Hi, I am on a MacBook Pro M1 chipset laptop. As shown below, I get a “%” sign printed when I do not use “\n”, but when I do use “\n”, It prints without the “%”.
chap3 % cat main.go
package main
import "fmt"
func main() {
fmt.Printf("%g", 2.332)
}
chap3 % go run main.go
2.332%
chap3 % vim main.go
chap3 % cat main.go
package main
import "fmt"
func main() {
fmt.Printf("%g\n", 2.332)
}
chap3 % go run main.go
2.332
chap3 % go version
go version go1.19.2 darwin/arm64
This is a great question. As it turns out, like you have already found when testing different shells, this is an artifact of using zsh. If a program does not insert a final newline, zsh will insert the percent sign as a signal to the user that the program ended without a newline. bash doesn’t do that.
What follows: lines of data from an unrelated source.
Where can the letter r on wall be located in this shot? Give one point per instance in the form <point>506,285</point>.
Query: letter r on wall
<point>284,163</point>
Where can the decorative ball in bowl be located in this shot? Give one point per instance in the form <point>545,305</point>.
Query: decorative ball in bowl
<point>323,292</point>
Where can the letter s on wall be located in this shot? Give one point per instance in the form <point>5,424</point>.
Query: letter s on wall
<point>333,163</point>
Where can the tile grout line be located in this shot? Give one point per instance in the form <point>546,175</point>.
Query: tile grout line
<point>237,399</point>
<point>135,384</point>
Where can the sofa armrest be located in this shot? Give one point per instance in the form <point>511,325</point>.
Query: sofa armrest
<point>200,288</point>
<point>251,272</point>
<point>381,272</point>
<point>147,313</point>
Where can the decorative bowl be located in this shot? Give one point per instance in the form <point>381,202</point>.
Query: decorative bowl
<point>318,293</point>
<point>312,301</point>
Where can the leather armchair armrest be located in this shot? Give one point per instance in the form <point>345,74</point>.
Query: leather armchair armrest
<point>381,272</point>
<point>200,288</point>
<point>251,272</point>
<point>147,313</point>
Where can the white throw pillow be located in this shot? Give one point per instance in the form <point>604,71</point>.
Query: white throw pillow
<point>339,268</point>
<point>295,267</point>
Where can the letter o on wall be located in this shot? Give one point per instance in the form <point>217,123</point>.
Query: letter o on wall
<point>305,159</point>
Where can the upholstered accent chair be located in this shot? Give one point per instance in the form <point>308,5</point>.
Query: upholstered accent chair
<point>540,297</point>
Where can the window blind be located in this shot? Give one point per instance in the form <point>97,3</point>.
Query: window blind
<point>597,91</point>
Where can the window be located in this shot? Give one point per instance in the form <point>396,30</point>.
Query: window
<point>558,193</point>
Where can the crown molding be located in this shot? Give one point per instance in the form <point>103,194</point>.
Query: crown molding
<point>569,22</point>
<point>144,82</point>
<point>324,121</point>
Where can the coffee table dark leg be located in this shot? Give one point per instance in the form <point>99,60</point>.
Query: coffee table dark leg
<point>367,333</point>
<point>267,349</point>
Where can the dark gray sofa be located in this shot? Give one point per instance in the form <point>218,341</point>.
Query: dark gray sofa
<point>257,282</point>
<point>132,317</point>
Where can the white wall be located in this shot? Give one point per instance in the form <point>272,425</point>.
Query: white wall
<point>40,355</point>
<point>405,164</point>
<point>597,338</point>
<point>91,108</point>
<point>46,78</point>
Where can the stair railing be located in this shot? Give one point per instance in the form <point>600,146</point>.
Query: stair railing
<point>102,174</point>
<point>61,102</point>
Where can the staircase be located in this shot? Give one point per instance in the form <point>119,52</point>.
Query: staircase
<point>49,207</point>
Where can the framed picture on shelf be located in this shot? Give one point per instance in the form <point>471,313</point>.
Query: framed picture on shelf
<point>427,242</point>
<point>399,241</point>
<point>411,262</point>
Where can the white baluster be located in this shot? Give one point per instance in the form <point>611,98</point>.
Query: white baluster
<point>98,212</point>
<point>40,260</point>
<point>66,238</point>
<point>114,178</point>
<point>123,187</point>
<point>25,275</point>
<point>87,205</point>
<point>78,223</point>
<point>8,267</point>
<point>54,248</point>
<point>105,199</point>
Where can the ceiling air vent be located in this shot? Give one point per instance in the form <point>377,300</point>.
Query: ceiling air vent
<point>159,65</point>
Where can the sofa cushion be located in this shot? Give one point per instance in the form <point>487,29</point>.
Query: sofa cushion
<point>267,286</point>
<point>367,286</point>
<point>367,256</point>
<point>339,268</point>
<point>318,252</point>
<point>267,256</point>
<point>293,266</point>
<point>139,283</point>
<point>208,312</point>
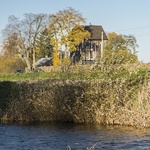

This happens because fmt.Printf("%g", 2.332) does not include a new line character. For that, you have to use fmt.Printf("%g\n", 2.332).
I’m not familiar with shells other than bash, so it’s good to know that we should keep an eye out for issues like this that may be caused by other shells like zsh. Thanks for asking and for posting the answer; maybe if someone else has this issue in the future, you’ll save them some headache!